Napolitano va in pensione e al posto suo viene scelto un presidente fantasma – Matta…. (chi?) Napolitano stando in pensione continua a dire la sua, la legge elettorale non viene neanche più nominata, adesso il leit motiv della cronaca politica è l’incapacità di fermare i migranti.

Renzi perde il referendum e, mantenendo fede per una volta a ciò che promette, si dimette. – “come” ? direte voi “e Gentiloni chi diavolo l’ha messo al posto di Renzi?” con la benedizione di Napolitano in pensione e la presenza dell’ectoplasmsa di Matta… (chi?) Renzi piazza Gentiloni a tenergli in caldo la poltrona e della legge elettorale si scopre di non averne più bisogno (o no?)

Gentiloni

La sintesi operativa di quanto riassunto qui sopra è la seguente:

  1. Fin quando non si fa la nuova legge elettorale non si può andare a votare
  2. Quello che resta del PD non farà mai la nuova legge elettorale o allungherà il brodo cercando di farla il più tardi possibile, perché dopo aver fatto entrare la massa di immigrati attuali, se vanno alle elezioni le possono solo perdere.
  3. Renzi governa di fatto per interposta persona (Gentiloni)
  4. Napolitano continua a fare il presidente Emerito (non era il Papa?)
  5. Matta… (chi?) continua a non essere chiaro che cosa serva, non l’hanno voluto neanche come fantasma in un film Horror perché non si riesce a riprenderlo: è trasparente
  6. L’Italia è un paese non più democratico, basato sulla residua lucidità di Napolitano e sulla residua coerenza di Renzi, che vuol dire in entrambi i casi basato sul niente.
Berlu

A destra tutti aspettano Berlusconi come Babbo Natale, c’è chi regala smartphones e chi regala elezioni.

L’unico che può regalare un’elezione è Berlusconi che, in assoluta coerenza con quanto fatto fino ad oggi, sta chiedendo in giro a parlamentari di ogni schieramento  “quanto costa?”

Il fatto di rifare le elezioni in Italia dipende da alcune cose:

Renzi accetterà le elezioni solo se sarà sicuro di vincerle.

Berlusconi comprerà il fatto di indire le elezioni solo se sarà sicuro di vincerle.

Il problema è che Berlusconi è incandidabile perché pregiudicato e condannato, sta aspettando dalla corte di Strasburgo di poter essere di nuovo candidabile, se mai lo sarà.

Tenete d’occhio Renzi, se improvvisamente andrà in giro in Jaguar, le elezioni sono vicine e lui non le vincerà ma avrà scoperto di poter fare il conduttore in tv.

Giorgia Meloni

Tenete d’occhio Salvini, se comprerà un barile di Maalox è perché le elezioni sono vicine ma per la destra il candidato premier sarà Silvio o qualcuno che ha leccato il culo a  Silvio molto più di lui.

Tenete d’occhio la Meloni, se si fa vedere con un tacco 9 cm le elezioni sono vicine e le vincerà Silvio, se si fa vedere con un tacco 22 e con la zeppa da 10 è perché le elezioni non si faranno più, e chissà mai che nel frattempo ci sia la necessità di coltivare qualche relazione extra parlamentare, extra coniugale, extra lavorativa …. un extra insomma, non si sa mai, di questi tempi a ritrovarti senza lavoro ci si mette niente!
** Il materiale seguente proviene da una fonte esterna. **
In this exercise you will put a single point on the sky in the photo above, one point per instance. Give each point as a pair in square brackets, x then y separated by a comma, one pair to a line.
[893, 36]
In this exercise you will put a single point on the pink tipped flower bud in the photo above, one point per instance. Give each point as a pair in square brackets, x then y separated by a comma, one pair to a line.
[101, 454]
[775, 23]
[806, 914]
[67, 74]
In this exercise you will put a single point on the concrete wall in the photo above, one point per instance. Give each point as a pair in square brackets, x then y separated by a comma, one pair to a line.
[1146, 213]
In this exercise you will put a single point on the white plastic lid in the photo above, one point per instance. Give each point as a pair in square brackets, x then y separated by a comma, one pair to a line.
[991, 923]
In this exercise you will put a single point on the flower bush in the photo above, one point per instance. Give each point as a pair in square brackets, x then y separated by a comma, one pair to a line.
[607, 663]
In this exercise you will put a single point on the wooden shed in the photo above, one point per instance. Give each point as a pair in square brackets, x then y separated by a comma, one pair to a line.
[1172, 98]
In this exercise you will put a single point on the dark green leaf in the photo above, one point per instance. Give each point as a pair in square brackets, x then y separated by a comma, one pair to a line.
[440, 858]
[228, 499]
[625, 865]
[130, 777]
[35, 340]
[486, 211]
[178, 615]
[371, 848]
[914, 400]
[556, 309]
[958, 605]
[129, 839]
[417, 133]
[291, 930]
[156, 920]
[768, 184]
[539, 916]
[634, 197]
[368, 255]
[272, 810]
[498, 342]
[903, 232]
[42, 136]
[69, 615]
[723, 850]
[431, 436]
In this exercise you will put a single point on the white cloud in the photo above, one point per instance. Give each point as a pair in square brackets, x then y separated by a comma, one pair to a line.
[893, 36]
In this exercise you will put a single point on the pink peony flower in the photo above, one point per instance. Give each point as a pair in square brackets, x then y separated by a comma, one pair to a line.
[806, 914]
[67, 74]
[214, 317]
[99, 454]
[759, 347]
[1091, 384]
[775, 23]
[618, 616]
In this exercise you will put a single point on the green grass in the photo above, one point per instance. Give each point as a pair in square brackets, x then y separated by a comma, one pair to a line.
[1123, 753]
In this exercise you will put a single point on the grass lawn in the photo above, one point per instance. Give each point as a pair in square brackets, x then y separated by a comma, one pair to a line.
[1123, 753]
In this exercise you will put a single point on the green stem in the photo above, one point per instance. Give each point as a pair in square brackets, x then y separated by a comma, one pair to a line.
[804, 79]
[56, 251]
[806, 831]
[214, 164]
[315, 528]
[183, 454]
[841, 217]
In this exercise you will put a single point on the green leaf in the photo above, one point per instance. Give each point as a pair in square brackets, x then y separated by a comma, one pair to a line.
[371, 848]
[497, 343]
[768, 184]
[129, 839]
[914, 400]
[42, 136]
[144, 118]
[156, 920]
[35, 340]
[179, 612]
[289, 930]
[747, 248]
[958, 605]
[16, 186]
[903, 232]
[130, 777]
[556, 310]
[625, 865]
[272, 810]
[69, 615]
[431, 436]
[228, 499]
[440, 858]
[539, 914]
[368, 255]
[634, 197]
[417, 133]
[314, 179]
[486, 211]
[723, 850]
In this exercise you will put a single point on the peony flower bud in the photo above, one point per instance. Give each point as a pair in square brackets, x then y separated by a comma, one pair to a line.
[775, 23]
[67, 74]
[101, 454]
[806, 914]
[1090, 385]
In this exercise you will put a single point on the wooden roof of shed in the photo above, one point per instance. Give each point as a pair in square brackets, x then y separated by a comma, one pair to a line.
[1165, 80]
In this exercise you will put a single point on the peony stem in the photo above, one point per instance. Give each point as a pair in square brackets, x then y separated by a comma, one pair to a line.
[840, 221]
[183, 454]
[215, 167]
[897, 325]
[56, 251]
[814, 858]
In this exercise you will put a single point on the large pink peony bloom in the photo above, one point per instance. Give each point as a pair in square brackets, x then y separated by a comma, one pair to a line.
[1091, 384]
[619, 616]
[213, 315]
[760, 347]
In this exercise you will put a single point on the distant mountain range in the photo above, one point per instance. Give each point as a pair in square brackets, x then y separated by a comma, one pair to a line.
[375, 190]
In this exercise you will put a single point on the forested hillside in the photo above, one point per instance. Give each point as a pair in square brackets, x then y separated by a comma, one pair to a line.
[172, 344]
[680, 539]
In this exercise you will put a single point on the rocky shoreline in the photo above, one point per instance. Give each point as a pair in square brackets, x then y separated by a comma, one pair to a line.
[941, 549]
Tenete d’occhio Berlusconi, se ricomincia ad essere in televisione come il prezzemolo, e all’Olgiata ricomincia il movimento, è perché sta comprando sia le elezioni che i consensi.

Angela Merkel

Tenete d’occhio la  Merkel, se scuote la testa è perché in Italia ci saranno le elezioni e stanno ricominciando a fischiarle le orecchie.

L’italia è un grande paese e un altrettanto grande laboratorio di esperienze, noi siamo più avanti di tutti e mentre i costituzionalisti nel mondo si accapigliano in questioni di semantica tra la democrazia, la monarchia e il regime, qui da noi, da anni si sta già sperimentando la quarta via, la “paraculeria”.

Si dice sia l’unica in grado di far finta di guidare il paese che, in ogni caso, è sfuggito di mano a chiunque pensasse di farne qualcosa, e sfido chi voglia tentare di dimostrare il contrario.